DeepMind’s stunning victories over Go legend Lee Se-dol have stoked excitement over artificial intelligence’s potential more than any event in recent memory. But the Google subsidiary’s AlphaGo program is far from its only project — it’s not even the main one. As co-founder Demis Hassabis said earlier in the week, DeepMind wants to “solve intelligence,” and he has more than a few ideas about how to get there.
Hassabis himself has had an unusual path to this point, but one that makes perfect sense in retrospect. A child chess prodigy who won the Pentamind championship at the Mind Sports Olympiad five times, he rose to fame at a young age with UK computer games developers Bullfrog and Lionhead, working on AI-heavy games like Theme Park and Black & White, and later forming his own studio, Elixir. Hassabis then left the games industry in the mid-2000s to complete a PhD in neuroscience before co-founding DeepMind in 2010.
Sitting down with The Verge early in the morning after AlphaGo’s first triumph over Lee Se-dol, Hassabis could have been forgiven if media engagements were the last thing on his mind. But he was warm and convivial as he entered the room, commenting on the Four Seasons Seoul’s gleaming decor and looking visibly amazed when a Google representative told him that over 3,300 articles had been written about him in Korean overnight. “It’s just unbelievable, right?” he said. “It’s quite fun to see something that’s a bit esoteric being that popular.”

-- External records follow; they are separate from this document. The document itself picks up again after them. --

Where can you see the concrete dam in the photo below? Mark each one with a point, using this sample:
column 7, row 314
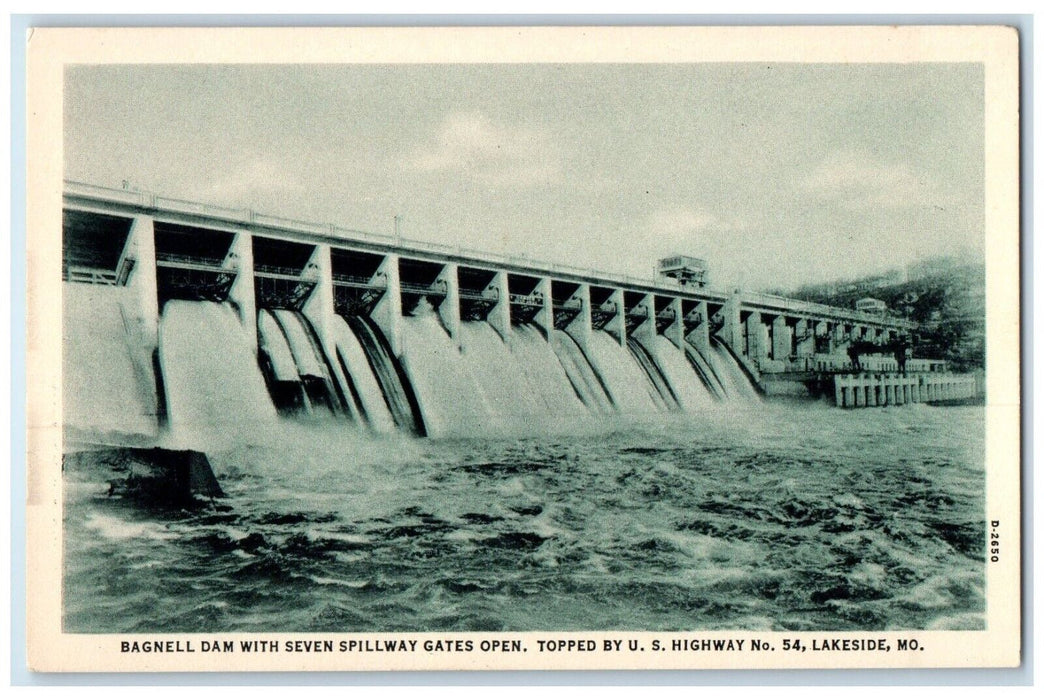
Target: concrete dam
column 187, row 318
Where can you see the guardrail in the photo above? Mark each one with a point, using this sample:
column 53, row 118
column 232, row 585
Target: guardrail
column 858, row 391
column 88, row 275
column 148, row 201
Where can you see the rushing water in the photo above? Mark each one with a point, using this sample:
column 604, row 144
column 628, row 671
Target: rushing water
column 797, row 516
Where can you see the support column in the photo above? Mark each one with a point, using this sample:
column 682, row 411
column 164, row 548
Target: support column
column 838, row 340
column 701, row 335
column 806, row 334
column 646, row 328
column 782, row 339
column 318, row 307
column 141, row 249
column 757, row 337
column 617, row 326
column 500, row 315
column 449, row 310
column 733, row 329
column 545, row 317
column 387, row 311
column 675, row 331
column 241, row 295
column 579, row 327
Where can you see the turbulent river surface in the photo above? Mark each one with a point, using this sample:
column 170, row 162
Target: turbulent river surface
column 764, row 516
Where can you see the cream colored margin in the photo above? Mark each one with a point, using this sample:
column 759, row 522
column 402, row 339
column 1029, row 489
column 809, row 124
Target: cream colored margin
column 50, row 50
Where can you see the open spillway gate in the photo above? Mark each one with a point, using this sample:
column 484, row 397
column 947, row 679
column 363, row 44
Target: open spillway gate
column 167, row 249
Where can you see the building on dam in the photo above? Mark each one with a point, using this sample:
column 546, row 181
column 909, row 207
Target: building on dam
column 216, row 312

Beyond AlphaGo, our conversation touched on video games, next-gen smartphone assistants, DeepMind’s role within Google, robotics, how AI could help scientific research, and more. Dive in – it’s deep.
This interview has been lightly edited for clarity.
"Go has always been a holy grail for AI research."
Sam Byford: So for someone who doesn’t know a lot about AI or Go, how would you characterize the cultural resonance of what happened yesterday?
Demis Hassabis: There are several things I’d say about that. Go has always been the pinnacle of perfect information games. It’s way more complicated than chess in terms of possibility, so it’s always been a bit of a holy grail or grand challenge for AI research, especially since Deep Blue. And you know, we hadn’t got that far with it, even though there’d been a lot of efforts. Monte Carlo tree search was a big innovation ten years ago, but I think what we’ve done with AlphaGo is introduce with the neural networks this aspect of intuition, if you want to call it that, and that’s really the thing that separates out top Go players: their intuition. I was quite surprised that even on the live commentary Michael Redmond was having difficulty counting out the game, and he’s a 9-dan pro! And that just shows you how hard it is to write a valuation function for Go.
Were you surprised by any of the specific moves that you saw AlphaGo play?
Yeah. We were pretty shocked — and I think Lee Se-dol was too, from his facial expression — by the one where AlphaGo waded into the left deep into Lee’s territory. I think that was quite an unexpected move.
Because of the aggression?
Well, the aggression and the audacity! Also, it played Lee Se-dol at his own game. He’s famed for creative fighting and that’s what he delivered, and we were sort of expecting something like that. The beginning of the game he just started fights across the whole board with nothing really settled. And traditionally Go programs are very poor at that kind of game. They’re not bad at local calculations but they’re quite poor when you need whole board vision.
A big reason for holding these matches in the first place was to evaluate AlphaGo’s capabilities, win or lose. What did you learn from last night?
Well, I guess we learned that we’re further along the line than — well, not than we expected, but as far as we’d hoped, let’s say. We were telling people that we thought the match was 50-50. I think that’s still probably right; anything could still happen from here and I know Lee’s going to come back with a different strategy today. So I think it’s going to be really interesting to find out.
Just talking about the significance for AI, to finish your first question, the other big thing you’ve heard me talk about is the difference between this and Deep Blue. So Deep Blue is a hand-crafted program where the programmers distilled the information from chess grandmasters into specific rules and heuristics, whereas we’ve imbued AlphaGo with the ability to learn and then it’s learnt it through practice and study, which is much more human-like.
If the series continues this way with AlphaGo winning, what’s next — is there potential for another AI-vs-game showdown in the future?
I think for perfect information games, Go is the pinnacle. Certainly there are still other top Go players to play. There are other games — no-limit poker is very difficult, multiplayer has its challenges because it’s an imperfect information game. And then there are obviously all sorts of video games that humans play way better than computers, like StarCraft is another big game in Korea as well. Strategy games require a high level of strategic capability in an imperfect information world — "partially observed," it’s called. The thing about Go is obviously you can see everything on the board, so that makes it slightly easier for computers.
Is beating StarCraft something that you would personally be interested in?
Maybe. We’re only interested in things to the extent that they are on the main track of our research program. So the aim of DeepMind is not just to beat games, fun and exciting though that is. And personally you know, I love games, I used to write computer games. But it’s to the extent that they’re useful as a testbed, a platform for trying to write our algorithmic ideas and testing out how far they scale and how well they do and it’s just a very efficient way of doing that. Ultimately we want to apply this to big real-world problems.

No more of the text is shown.